I work on code which targets AVX2 + FMA3 and depends on the accuracy of VRCPPS/VRSQRTPS. Should I expect the implementation of these instructions on Haswell to be the same as on Ivy Bridge?
I suppose he means do the instructions maintain the same numerical behavior, as I'd expect.
I didn't hear anything about one time proposed addition or substitution of corresponding instructions with sufficient accuracy to support double with 2 iterations, such as early AMD SSE CPUs had. Current Intel implementations of iterative divide and sqrt methods are specified to maintain 49-bit precision unless the options to accept less are set.
Thanks, Tim. However, I'm concerned not only about accuracy, but also about convergence to correctly rounded result. Reciprocal computed with FMA converges to correctly rounded result, but requires that the initial approximation overestimates 1/x when x is a power of two. The RCPPS implementation in Ivy Bridge does not overestimate 1/x for these cases, and if we compute reciprocal with FMA and using Ivy Bridge RCPPS implementation, it will not produce correctly rounded result when x is power of two (e.g. rcp(0x1.FFFFFFFFFFFFFp-1) will converge to 0x1.0000000000000p+0 instead of 0x1.0000000000001p+0).
Thus I wonder if RCPPS/RSQRTPS on Haswell produce numerically different results than on Ivy Bridge.
The VRCPPS and VRSQRTPS instructions on the Haswell family microarchitecture are intended to return identical results and have the same behavior as found on the Ivy Bridge microarchitecture.
Please help an outsider: what is the instruction VRCPPS? it does not appear in the Intel documentation : Intel® 64 and IA-32 Architectures, Software Developer’s Manual, Volume 2 (2A, 2B & 2C), Instruction Set Reference, A-Z, Jan. 2013 .
From the discussion above, it looks like an higher-precision version of RCPPS .
Could you name a reference for that (and probably othe) new instructions? I surely would like an high-precision of the RSQRTPS , too.
Thanks, iliyapolak. I should have guessed, with the 'V' at the start.
I am an old hand with assembly language, but a new one with 64-bit. My MASM does not support AVX instructions. So, I will have to look somewhere else for AVX support (perhaps WASM)..
Would you happen to know if 'Visual C 2012 professional' supports AVX in the integrated debugger? That is, when using debug and stepping through the code, will the 'disassembly window' show the AVX instructions ? Otherwise, debugging is a big problem...
I have to convert a program from Matlab into C+ASM, for speed. AVX could be a great help, IF and ONLY IF I could find a full-size assembler and debugger. Would you suggest a development enviroment for native AVX ? native AVX, not C mnemonics.

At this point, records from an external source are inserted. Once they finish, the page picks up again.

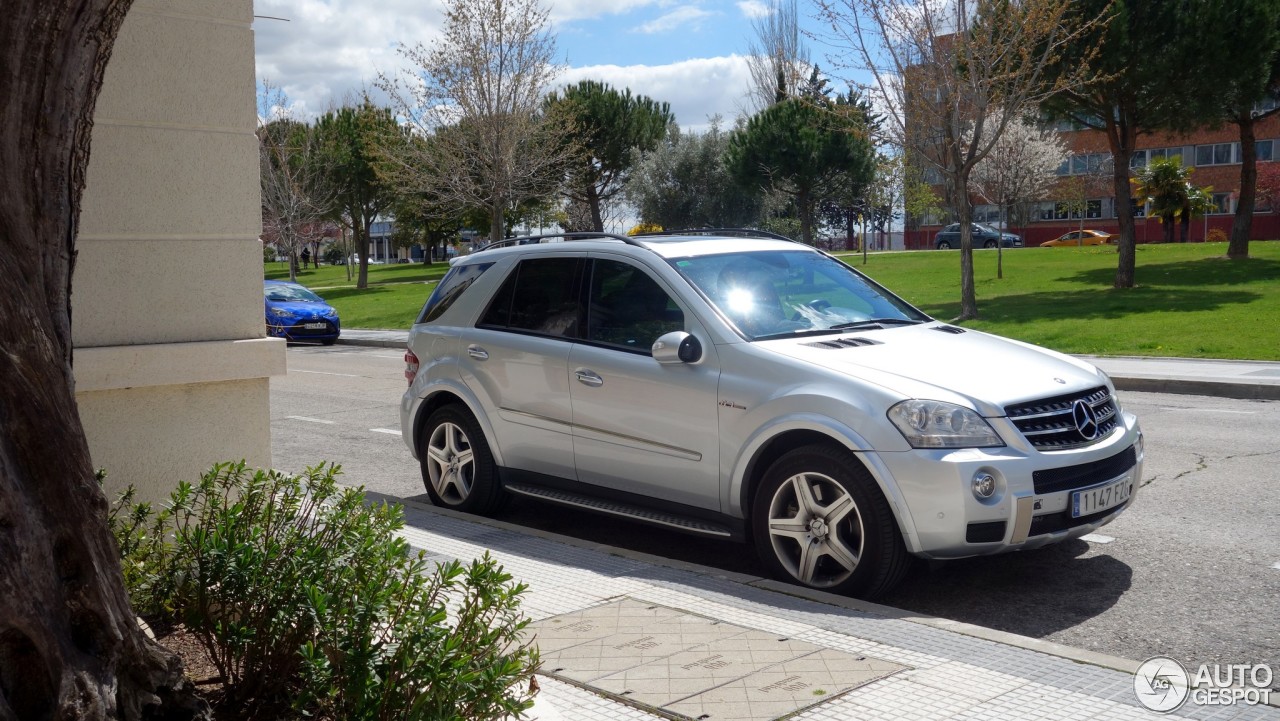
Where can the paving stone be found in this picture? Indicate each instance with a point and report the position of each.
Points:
(585, 662)
(624, 616)
(785, 688)
(703, 667)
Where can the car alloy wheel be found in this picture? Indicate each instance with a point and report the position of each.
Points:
(816, 530)
(457, 468)
(818, 519)
(451, 464)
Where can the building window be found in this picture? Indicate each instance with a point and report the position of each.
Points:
(1084, 164)
(1138, 205)
(1216, 154)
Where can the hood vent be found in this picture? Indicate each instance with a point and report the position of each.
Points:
(845, 343)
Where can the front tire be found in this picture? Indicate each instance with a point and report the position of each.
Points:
(821, 521)
(457, 468)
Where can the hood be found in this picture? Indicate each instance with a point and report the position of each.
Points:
(933, 361)
(305, 309)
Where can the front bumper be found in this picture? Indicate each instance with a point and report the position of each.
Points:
(1033, 492)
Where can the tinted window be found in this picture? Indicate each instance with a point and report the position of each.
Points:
(451, 288)
(627, 307)
(539, 296)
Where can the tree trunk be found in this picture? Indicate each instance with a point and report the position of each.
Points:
(593, 201)
(69, 647)
(496, 220)
(1121, 140)
(1242, 224)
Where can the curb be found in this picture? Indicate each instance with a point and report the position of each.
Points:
(1016, 640)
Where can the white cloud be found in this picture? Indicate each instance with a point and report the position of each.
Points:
(680, 17)
(695, 89)
(754, 9)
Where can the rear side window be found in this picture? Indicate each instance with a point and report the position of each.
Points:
(540, 296)
(451, 288)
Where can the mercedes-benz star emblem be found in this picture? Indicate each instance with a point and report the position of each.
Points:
(1086, 420)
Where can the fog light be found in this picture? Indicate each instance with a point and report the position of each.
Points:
(983, 486)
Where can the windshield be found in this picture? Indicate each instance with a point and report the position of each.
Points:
(289, 293)
(782, 293)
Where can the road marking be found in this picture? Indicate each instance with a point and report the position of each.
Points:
(1210, 411)
(327, 373)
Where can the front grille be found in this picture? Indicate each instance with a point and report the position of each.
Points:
(1072, 478)
(298, 331)
(1052, 424)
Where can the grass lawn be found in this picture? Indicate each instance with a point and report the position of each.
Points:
(1189, 300)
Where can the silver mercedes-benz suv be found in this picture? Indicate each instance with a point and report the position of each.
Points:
(748, 387)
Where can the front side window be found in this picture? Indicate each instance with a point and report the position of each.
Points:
(629, 309)
(784, 293)
(540, 296)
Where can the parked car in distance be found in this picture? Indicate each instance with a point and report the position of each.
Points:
(295, 313)
(754, 388)
(1079, 238)
(983, 237)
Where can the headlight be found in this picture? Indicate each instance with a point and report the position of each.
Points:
(933, 424)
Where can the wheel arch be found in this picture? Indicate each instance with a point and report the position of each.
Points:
(443, 396)
(769, 445)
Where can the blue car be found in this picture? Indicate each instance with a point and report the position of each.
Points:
(296, 314)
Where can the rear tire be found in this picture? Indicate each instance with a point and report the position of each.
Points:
(457, 468)
(819, 520)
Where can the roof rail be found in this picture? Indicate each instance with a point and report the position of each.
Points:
(567, 236)
(744, 232)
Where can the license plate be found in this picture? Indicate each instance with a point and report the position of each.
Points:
(1095, 500)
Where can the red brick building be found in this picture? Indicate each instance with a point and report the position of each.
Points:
(1214, 153)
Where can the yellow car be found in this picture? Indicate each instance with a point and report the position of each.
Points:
(1074, 238)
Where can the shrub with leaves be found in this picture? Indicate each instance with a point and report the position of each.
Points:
(306, 597)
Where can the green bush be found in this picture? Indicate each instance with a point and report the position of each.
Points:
(305, 597)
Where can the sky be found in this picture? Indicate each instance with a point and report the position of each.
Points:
(688, 53)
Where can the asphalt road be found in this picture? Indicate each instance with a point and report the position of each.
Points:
(1191, 571)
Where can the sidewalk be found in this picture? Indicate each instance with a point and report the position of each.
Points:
(1192, 377)
(631, 637)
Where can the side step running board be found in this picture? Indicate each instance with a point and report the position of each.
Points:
(618, 509)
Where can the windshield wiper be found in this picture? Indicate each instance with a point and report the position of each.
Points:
(874, 322)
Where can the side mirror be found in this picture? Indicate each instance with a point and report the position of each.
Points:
(676, 347)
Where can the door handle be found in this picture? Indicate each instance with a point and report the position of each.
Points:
(589, 378)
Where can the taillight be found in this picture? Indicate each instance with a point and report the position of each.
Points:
(410, 366)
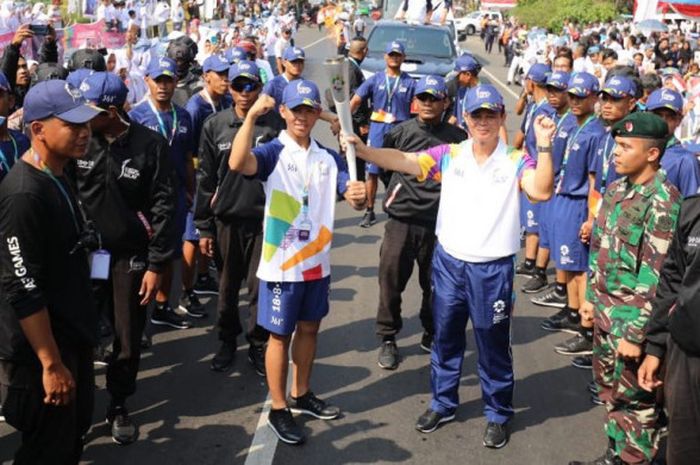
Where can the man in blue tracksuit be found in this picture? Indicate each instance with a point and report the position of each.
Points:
(681, 166)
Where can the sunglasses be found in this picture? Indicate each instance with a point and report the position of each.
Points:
(244, 86)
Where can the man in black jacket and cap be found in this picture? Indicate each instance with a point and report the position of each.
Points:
(229, 207)
(412, 207)
(126, 185)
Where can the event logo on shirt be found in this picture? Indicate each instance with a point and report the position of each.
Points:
(499, 311)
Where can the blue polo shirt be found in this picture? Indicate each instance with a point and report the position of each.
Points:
(603, 163)
(11, 150)
(528, 124)
(200, 109)
(181, 140)
(582, 145)
(681, 166)
(390, 96)
(275, 89)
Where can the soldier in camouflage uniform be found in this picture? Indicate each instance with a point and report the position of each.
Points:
(631, 236)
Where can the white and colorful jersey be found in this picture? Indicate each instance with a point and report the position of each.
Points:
(289, 174)
(478, 219)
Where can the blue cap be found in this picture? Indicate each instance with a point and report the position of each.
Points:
(395, 47)
(466, 62)
(161, 66)
(57, 98)
(215, 63)
(244, 68)
(483, 96)
(301, 92)
(104, 88)
(558, 79)
(583, 84)
(619, 87)
(538, 73)
(665, 98)
(235, 54)
(293, 53)
(75, 78)
(433, 85)
(4, 83)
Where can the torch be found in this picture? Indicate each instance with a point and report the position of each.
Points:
(338, 72)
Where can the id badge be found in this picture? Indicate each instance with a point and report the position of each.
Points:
(304, 231)
(99, 264)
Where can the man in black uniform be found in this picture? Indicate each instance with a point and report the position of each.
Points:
(48, 323)
(673, 337)
(183, 51)
(229, 207)
(412, 207)
(125, 183)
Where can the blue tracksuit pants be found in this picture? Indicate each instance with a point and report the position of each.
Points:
(484, 293)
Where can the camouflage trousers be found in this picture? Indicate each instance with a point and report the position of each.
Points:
(632, 413)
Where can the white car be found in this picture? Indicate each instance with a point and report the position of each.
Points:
(471, 24)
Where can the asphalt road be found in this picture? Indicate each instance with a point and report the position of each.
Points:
(191, 415)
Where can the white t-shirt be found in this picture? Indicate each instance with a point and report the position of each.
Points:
(288, 171)
(479, 215)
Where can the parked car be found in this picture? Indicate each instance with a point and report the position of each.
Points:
(471, 24)
(430, 49)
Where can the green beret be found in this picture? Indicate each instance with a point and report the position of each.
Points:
(641, 124)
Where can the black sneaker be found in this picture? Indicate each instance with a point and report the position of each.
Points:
(584, 362)
(426, 342)
(256, 357)
(282, 423)
(368, 220)
(205, 284)
(224, 357)
(166, 316)
(388, 355)
(190, 304)
(496, 435)
(550, 298)
(577, 345)
(535, 284)
(124, 431)
(309, 404)
(592, 387)
(430, 420)
(566, 325)
(522, 270)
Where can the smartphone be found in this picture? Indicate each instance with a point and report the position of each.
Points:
(39, 29)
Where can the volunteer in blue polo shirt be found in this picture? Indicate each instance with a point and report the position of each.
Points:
(473, 261)
(391, 92)
(12, 143)
(680, 164)
(159, 113)
(537, 74)
(570, 208)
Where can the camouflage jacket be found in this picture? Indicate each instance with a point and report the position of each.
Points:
(631, 236)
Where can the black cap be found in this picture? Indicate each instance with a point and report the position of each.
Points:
(89, 59)
(641, 124)
(48, 71)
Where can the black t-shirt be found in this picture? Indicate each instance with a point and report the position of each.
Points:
(38, 267)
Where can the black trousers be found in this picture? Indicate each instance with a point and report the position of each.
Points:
(404, 244)
(682, 391)
(50, 435)
(119, 298)
(239, 246)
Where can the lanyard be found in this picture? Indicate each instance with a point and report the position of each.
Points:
(531, 114)
(390, 93)
(567, 152)
(161, 124)
(48, 172)
(606, 164)
(3, 158)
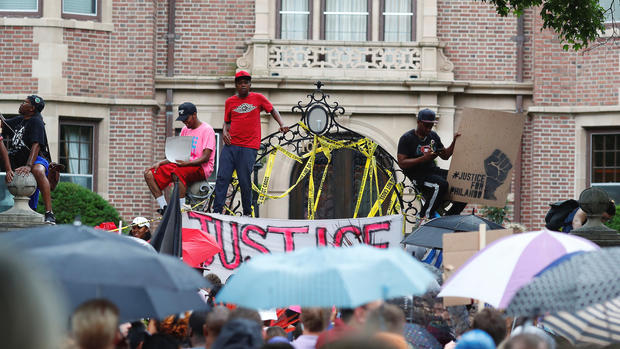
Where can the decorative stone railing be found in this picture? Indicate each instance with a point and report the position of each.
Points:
(350, 60)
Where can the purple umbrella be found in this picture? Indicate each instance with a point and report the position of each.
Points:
(494, 274)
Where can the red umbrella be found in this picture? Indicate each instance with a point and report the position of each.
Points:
(198, 246)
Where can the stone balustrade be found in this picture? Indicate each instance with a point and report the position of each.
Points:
(346, 60)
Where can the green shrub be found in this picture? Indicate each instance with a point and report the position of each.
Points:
(495, 214)
(614, 222)
(70, 200)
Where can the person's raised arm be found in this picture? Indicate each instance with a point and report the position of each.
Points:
(405, 162)
(206, 155)
(276, 116)
(4, 155)
(34, 152)
(226, 133)
(446, 153)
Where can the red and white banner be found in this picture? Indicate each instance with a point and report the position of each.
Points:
(242, 237)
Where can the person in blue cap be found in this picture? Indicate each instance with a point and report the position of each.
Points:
(417, 151)
(28, 150)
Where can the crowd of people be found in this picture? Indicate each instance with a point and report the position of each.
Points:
(378, 324)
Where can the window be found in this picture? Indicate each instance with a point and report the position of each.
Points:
(20, 7)
(294, 19)
(77, 153)
(81, 9)
(605, 161)
(398, 20)
(612, 13)
(347, 20)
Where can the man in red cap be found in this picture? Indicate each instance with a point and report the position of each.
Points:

you mentioned in your post that you are converting matlab program into presumably c/inline assembly version so I would like to ask you do you write scientific software?I have a few projects mainly large library of special functions which i try to optimize are you interested in it?
Thank you in advance
Yes, I develope scientific software. Usually to perform algorithms in Machine Vision, Image Enhancement, On-Line quality control and other problems of noisy and clattered inputs. Real time working systems, not mathematical models.
About optimising your library - perhaps I could be of help. Pls contact in private message.